Father of China’s ‘Great Firewall’ is unrepentant
The man known as the father of the so-called Great Firewall of China is defending his invention, which blocks access to hundreds of thousands of foreign websites, and says he uses privacy software to test the holes in the censorship technology he helped create.
In a rare English-language interview published Friday, Fang Binxing, president of the Beijing University of Posts and Telecommunications, told the state-owned Global Times that he owned six virtual private networks, or VPNs, to scale the firewall and determine what was and wasn’t accessible in China.
“I have six VPNs on my home computer,” Fang, 50, told the newspaper. “But I only try them to test which side wins: the GFW or the VPN.”
He added, “I’m not interested in reading messy information like some of that anti-government stuff.”
Fang, who could not be reached for comment Friday by The Times, said the filtering technology was operational five years before it came online in 2003, and he likened the system to traffic control that constantly required upgrading.
The firewall is assumed to identify keywords to prevent access to websites featuring sensitive topics such as Tibetan independence or the outlawed spiritual group Falun Gong.
The mechanism is also blamed for blocking popular social media sites such as Facebook, Twitter and YouTube in China, which has the world’s largest community of Internet users, an estimated 457 million people.

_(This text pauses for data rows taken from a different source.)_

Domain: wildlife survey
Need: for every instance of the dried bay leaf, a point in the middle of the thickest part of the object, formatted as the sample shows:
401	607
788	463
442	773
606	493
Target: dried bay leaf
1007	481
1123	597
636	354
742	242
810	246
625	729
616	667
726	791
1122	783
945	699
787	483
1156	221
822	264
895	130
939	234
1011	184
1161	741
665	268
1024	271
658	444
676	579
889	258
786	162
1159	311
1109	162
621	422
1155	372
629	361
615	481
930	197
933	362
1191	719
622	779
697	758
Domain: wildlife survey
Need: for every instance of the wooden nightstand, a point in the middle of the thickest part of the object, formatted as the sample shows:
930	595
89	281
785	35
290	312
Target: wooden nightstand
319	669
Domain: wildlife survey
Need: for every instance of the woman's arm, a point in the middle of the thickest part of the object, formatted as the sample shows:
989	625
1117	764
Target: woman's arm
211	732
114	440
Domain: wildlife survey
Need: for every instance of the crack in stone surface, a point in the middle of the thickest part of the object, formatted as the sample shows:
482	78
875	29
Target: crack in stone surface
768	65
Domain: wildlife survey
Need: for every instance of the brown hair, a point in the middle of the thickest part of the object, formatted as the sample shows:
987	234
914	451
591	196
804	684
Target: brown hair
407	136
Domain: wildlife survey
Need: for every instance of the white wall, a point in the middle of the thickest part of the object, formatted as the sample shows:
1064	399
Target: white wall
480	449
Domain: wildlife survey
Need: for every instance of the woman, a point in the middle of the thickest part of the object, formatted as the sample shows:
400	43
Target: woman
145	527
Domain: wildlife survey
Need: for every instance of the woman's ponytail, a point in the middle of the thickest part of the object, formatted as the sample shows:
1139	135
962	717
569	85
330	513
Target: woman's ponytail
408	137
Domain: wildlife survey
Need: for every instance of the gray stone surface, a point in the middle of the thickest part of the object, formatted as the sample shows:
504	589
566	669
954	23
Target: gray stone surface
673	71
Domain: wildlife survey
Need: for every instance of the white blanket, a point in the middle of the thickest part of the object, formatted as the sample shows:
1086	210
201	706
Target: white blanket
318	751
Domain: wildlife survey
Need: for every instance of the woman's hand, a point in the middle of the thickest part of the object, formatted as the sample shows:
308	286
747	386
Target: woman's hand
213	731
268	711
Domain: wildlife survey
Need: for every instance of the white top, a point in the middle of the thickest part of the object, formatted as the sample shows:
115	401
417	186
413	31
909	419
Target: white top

Experts say more and more Chinese are downloading censorship-circumvention tools, like the VPNs Fang uses or proxy servers, in response to the tighter Internet environment. At the same time, authorities are blocking access to sites where the software is available.
Still, the number of Facebook users in China reportedly doubled to 700,000 after company Chief Executive Mark Zuckerberg visited the country, according to Socialbakers.com, a site that tracks Facebook statistics. Facebook has been blocked in China since 2009.
Fang is vilified within China’s small but thriving technological elite. On his site, Hong Bo, a popular technology blogger in Beijing who goes by the screen name Keso, features a voodoo doll of sorts with Fang’s head affixed.
“Fang Binxing is a synonym for the Great Firewall and people hate the Great Firewall,” said Hong, who added that he believed blocking open-source sites such as Google’s Android is far more detrimental to the country’s development than censorship of anti-government material.
In one embarrassing episode in December, Fang joined a Twitter-like service in China known as a micro-blog, or weibo. Within hours, he was battered by thousands of angry and abusive comments laced with expletives.
“He is the enemy of all netizens who are forced to scale the wall all day long because of GFW,” read one post translated by China Digital Times, a site dedicated to tech news in China.
Fang shut down his account a few days later.
“I regard the dirty abuse as a sacrifice for my country,” he told the Global Times in discussing the incident. “They can’t get what they want so they need to blame someone emotionally: like if you fail to get a U.S. visa and you slag off the U.S. visa official afterward.”
The interview with Fang did not appear in the Chinese-language edition of the Global Times, which is far more nationalistic and anti-Western in tone. English-language newspapers in China often are less restrained when exploring sensitive issues, partly because of their small and largely foreign audience.